We performed a time-trend analysis to compare absence-due-to-illness levels in our school against influenza-like illness data reported by the Royal College of General Practitioners. Overall our school appeared to have lower-than-average absence-due-to-illness levels however there was a surge in absence levels alongside a surge in the national data shortly before the peak in influenza-like illness.
Background: Our school is of an average size for a secondary school in the UK and is based in the south of the country on the edge of a large town. The intake is reasonably affluent. People are prepared to travel some distance to come here, up to 45 miles, and many come on buses.
Observations: The national data seemed to settle into a background level of between 30 and 55 illness sessions per week. The times that broke from this pattern happened just after long (greater than one week) breaks and just before the February half term. It’s likely that in the time immediately after holidays, people are better rested and less prone to getting ill. We searched for information linking fatigue to the body’s immune response but were unable to find any evidence we could access to confirm if there was a link. Psycholological factors will also play a part here. Many parents and students will be keen to make a good start to a new term and they may be more likely to come into school even if they are ill. Absence levels seemed to peak just before the holidays in all cases. The opposite factor may be coming into play with parents more likely to let their children stay at home thinking that the time they are missing will be less important. There was a particularly big jump just before Christmas.
There appeared to be a peak in illness in our class in the middle of the second half of the Autumn term and this also appeared in the year-wide data but this did not affect the whole-school data. Looking at the year group data at this point, there was a lot more variance than there was in the first term. So although it seemed like more people were off, they were just the people that we were more aware of. There was much less variance seen in the school-wide data and the national data was even smoother as were were effectively averaging results over a much larger sample.
The most interesting thing to notice was the peak in absence levels shortly before half term in February. Many people were off and were reporting flu-like symptoms before they left and after they came back. Lots of staff seemed to be off at the time as well but we have no evidence for this apart from remembering being in a lot of lessons with cover teachers! The national flu peak in the GP data came just after this. Unfortunately we had no data for the week before the national peak and the national peak itself wasn’t very big compared to the background levels so it’s unclear how significant it is that the school and national school data all peaked just before the national GP data.

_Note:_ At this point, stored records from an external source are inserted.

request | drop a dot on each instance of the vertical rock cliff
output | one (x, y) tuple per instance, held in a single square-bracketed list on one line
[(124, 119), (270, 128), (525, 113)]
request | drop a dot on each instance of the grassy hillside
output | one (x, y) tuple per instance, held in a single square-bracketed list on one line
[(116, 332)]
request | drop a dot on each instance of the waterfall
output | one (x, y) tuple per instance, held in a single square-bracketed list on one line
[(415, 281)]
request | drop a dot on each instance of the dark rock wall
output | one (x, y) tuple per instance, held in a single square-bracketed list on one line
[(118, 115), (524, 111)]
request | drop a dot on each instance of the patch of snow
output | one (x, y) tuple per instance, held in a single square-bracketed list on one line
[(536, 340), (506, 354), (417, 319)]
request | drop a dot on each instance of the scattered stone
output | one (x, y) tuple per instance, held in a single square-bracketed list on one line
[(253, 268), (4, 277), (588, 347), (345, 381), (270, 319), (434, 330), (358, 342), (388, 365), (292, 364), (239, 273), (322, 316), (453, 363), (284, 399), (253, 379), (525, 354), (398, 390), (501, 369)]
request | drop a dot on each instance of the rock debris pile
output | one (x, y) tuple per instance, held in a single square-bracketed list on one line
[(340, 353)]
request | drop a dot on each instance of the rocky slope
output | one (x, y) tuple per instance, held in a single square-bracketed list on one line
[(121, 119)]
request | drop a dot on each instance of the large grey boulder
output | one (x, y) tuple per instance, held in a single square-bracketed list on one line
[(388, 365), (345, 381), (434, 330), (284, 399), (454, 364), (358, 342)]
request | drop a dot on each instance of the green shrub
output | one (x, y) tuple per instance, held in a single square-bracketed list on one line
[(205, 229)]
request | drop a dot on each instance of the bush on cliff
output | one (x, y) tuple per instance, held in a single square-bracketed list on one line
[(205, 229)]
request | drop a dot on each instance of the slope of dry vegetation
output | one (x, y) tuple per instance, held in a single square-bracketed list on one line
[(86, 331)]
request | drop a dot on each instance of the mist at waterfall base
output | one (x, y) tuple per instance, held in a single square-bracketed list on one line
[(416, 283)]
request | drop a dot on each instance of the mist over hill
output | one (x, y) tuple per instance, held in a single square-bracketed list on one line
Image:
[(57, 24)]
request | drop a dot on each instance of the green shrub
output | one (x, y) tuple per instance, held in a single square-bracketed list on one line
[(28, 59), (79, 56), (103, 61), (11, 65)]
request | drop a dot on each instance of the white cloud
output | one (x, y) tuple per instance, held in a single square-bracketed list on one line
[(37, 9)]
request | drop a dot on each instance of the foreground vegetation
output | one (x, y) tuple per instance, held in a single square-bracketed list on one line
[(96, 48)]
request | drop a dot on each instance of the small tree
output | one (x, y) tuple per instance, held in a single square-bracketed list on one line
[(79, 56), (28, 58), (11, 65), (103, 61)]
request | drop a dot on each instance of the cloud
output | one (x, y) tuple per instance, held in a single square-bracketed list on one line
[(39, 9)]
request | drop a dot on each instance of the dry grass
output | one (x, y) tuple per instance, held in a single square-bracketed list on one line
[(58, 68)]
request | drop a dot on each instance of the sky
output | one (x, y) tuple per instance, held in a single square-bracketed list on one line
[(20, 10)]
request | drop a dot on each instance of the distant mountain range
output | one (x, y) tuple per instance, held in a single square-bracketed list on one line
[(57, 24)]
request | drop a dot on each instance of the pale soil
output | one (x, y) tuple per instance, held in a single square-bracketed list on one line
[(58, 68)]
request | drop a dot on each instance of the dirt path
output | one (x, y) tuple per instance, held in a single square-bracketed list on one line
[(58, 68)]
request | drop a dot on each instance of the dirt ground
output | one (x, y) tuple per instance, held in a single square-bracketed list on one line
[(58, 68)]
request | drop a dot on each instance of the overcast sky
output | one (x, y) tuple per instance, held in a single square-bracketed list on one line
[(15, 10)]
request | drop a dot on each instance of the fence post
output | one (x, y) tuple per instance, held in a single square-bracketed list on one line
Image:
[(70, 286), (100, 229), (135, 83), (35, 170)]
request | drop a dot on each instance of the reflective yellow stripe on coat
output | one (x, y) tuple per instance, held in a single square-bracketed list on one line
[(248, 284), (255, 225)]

Our school data seemed on average, lower than the national data. It’s possible that the children at our affluent school, are better nourished or keep stricter sleep routines than children in other schools which could make our absence levels lower if the people at our school are better-prepared to fight an illness.
It was interesting to note that the Y13 data broke away from the rest of the school data in the early weeks of January around the time they were sitting exams. This could either be because they wanted extra study leave or it could be that they were more prone to getting ill in a period of stress. We should ensure that this anomalous pattern does not influence the school data by removing it from our averages. Year 9 seemed to be very badly affected by the illness in the run up to the February half term – we’re considering doing a survey of the year group to try to find out why they were so badly hit.